There's a legitimate discourse to be had about how long copyright protection should last. But I disagree totally with people who claim that it should be nonexistant.




But copyright can prevent you from accessing less-famous works. Some of these works are out-of-print, so you can't get them and the copyright owners are nowhere to be found. These lost copyrighted works are essentially lost.


IANAL. If a copyright holder doesn't effectively exist like in this scenario, how can they charge you with copyright infringement?

If a work is out of print and not findable, and the copyright holder is gone, how would you know that the work existed, and how would anybody go about printing said work again?

I also think that your statement implies that society is somehow entitled to peoples' copy written works at some point. I think it might be the prerogative of the copyright holder to discontinue (and possibly destroy) his or her work before the copyright's lifetime ended. What then?


Just because you can't find the copyright holder doesn't mean they don't exist. If your derived work is a big hit, some corporate lawyer somewhere might realized they acquired the rights two generations ago, and bankrupt you with an infringement suit. This is why projects go through the whole clearance-of-rights licensing nightmare, and whenever clearance fails, society loses because those projects never see the light of day.


"If a copyright holder doesn't effectively exist like in this scenario"

I was surmising a scenario where one did not exist to point out an issue with the parent post. Of course this situation would almost never occur in reality.


As a practical matter, an unenforced copyright is as good as no copyright. However, if citizens routinely feel they can violate the law because it is neither enforced nor harmful to do so, the law should be rewritten to restrict it to scenarios where it is meaningful.

Also, 'out of print' is not 'not findable'. When Google created their Google Books system they encountered many books they wanted to scan whose copyright holders could not be located. The same is true for many old video games: many people remember playing games in their childhood that would now only be available if someone posted a ROM because the original game cartridges or consoles are difficult to come by. However, because the copyright holder cannot be found, there can be no legal means to distribute said games for many decades.

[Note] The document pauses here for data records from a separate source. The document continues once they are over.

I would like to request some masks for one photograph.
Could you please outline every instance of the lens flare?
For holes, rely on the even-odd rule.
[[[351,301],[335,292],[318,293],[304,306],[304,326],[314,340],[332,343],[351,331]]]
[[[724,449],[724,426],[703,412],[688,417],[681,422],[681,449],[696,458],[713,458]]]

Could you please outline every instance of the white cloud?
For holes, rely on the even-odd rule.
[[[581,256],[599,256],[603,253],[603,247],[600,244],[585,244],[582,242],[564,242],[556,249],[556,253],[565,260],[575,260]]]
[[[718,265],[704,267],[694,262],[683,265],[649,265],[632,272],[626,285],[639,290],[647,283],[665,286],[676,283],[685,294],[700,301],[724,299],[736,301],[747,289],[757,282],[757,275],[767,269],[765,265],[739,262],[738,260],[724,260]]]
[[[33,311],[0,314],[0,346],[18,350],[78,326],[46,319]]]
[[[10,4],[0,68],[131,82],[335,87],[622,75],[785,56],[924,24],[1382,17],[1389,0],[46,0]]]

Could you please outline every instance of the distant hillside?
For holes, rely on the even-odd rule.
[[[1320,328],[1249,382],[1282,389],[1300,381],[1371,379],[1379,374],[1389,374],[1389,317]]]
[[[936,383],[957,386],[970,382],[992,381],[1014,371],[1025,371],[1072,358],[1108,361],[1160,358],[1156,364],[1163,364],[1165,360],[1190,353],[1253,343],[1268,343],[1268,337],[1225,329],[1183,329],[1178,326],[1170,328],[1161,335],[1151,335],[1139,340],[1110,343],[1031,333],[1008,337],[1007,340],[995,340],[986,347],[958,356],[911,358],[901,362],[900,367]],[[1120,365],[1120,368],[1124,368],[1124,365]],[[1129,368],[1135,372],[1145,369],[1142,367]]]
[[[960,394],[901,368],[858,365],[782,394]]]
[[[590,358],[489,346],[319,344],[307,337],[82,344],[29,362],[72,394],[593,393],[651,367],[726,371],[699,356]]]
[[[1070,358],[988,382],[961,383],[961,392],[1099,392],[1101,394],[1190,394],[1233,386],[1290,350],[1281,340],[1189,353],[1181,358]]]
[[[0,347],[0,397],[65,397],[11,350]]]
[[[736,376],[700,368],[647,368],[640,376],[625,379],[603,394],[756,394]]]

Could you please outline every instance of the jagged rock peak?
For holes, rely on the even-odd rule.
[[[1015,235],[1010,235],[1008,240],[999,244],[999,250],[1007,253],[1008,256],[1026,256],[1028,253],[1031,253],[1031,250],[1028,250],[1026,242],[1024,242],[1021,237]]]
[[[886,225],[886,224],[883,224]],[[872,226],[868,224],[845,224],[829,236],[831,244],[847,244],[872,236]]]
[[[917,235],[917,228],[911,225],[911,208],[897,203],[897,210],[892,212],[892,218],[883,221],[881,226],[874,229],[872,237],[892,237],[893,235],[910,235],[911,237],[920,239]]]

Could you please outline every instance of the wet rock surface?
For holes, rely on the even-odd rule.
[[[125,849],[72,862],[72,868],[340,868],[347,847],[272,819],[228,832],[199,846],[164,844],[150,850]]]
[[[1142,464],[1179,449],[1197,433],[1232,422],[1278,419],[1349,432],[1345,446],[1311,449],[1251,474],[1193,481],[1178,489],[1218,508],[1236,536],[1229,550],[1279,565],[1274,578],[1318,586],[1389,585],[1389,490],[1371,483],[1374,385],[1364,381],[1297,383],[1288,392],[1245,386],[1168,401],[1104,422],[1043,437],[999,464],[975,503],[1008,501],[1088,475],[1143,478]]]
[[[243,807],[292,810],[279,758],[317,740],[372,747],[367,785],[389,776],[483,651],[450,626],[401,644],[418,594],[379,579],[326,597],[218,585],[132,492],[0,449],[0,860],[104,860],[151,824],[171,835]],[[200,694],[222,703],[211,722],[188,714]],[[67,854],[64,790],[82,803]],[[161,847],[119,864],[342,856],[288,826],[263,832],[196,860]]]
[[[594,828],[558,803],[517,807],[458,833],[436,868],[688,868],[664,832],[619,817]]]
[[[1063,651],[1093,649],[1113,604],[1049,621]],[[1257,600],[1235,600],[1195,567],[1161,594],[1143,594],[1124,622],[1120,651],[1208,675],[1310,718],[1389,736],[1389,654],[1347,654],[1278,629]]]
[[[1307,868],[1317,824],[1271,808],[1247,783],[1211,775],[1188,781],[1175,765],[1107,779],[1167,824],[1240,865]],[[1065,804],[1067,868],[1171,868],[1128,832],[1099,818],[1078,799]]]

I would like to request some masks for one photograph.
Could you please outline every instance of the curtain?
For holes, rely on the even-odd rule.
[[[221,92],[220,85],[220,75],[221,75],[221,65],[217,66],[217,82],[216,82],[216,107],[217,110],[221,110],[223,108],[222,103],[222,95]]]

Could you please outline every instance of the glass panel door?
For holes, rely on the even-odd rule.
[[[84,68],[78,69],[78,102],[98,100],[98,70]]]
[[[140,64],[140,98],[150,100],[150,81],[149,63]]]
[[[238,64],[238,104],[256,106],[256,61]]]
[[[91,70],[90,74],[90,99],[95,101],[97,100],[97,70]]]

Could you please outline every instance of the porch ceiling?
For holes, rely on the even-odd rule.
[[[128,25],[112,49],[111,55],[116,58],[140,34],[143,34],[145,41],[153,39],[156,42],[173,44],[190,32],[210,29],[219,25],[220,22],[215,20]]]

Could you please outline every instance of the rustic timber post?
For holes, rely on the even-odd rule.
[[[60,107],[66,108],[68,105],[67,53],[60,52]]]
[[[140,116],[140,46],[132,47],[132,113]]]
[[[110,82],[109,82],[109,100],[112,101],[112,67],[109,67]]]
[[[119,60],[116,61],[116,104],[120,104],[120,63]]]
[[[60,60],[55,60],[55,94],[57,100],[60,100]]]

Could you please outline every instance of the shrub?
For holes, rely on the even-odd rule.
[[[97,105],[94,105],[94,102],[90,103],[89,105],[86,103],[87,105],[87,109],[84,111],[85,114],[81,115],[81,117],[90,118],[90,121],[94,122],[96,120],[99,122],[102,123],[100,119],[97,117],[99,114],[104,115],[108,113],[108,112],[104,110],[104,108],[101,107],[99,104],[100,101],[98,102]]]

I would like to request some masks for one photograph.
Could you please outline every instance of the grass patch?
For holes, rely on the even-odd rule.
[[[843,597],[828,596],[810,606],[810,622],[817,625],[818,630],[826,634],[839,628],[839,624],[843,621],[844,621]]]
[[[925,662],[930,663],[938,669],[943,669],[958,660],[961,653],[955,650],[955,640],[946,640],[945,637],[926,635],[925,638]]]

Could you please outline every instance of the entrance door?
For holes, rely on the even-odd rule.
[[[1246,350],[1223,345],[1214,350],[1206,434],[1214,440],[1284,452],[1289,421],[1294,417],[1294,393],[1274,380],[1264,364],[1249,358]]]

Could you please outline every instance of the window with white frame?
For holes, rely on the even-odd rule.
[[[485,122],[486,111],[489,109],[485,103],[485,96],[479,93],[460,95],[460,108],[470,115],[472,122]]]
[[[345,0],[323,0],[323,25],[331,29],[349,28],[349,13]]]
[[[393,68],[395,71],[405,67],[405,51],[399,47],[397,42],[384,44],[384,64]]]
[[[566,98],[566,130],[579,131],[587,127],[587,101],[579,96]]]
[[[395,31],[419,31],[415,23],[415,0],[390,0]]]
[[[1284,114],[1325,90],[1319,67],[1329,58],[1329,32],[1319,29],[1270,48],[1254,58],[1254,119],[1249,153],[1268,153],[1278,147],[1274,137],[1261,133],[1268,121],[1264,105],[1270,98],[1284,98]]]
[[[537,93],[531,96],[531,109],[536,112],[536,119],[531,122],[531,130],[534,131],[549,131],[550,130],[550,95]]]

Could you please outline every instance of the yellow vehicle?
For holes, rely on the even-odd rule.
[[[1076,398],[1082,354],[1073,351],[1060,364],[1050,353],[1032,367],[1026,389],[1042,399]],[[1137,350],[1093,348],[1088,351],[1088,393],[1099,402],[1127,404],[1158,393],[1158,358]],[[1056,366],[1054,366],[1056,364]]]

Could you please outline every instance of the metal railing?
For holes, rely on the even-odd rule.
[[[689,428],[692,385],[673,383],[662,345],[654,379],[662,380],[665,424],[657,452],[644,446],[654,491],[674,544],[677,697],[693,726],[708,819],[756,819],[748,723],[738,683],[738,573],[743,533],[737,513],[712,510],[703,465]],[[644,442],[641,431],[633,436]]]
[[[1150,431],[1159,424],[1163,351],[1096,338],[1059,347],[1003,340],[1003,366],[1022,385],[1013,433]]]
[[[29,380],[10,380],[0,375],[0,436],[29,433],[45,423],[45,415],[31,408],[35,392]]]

Agreed, it's limbo really. Those who choose to 'pirate' 'abandonwares' assume the risk (however large or small) of being hit with a lawsuit. Though, I think that quantifying damages of a non-distributed copy written work might not be very easy in court, but lawyers are a crafty bunch. It seems like there's a trend to remarket old copywritten material where there's a market for it, especially with new cheap distribution models you see like with Steam or Amazon's Ebook store, for example. This could work to reduce the number of abandoned works and push them back into availability to the general public.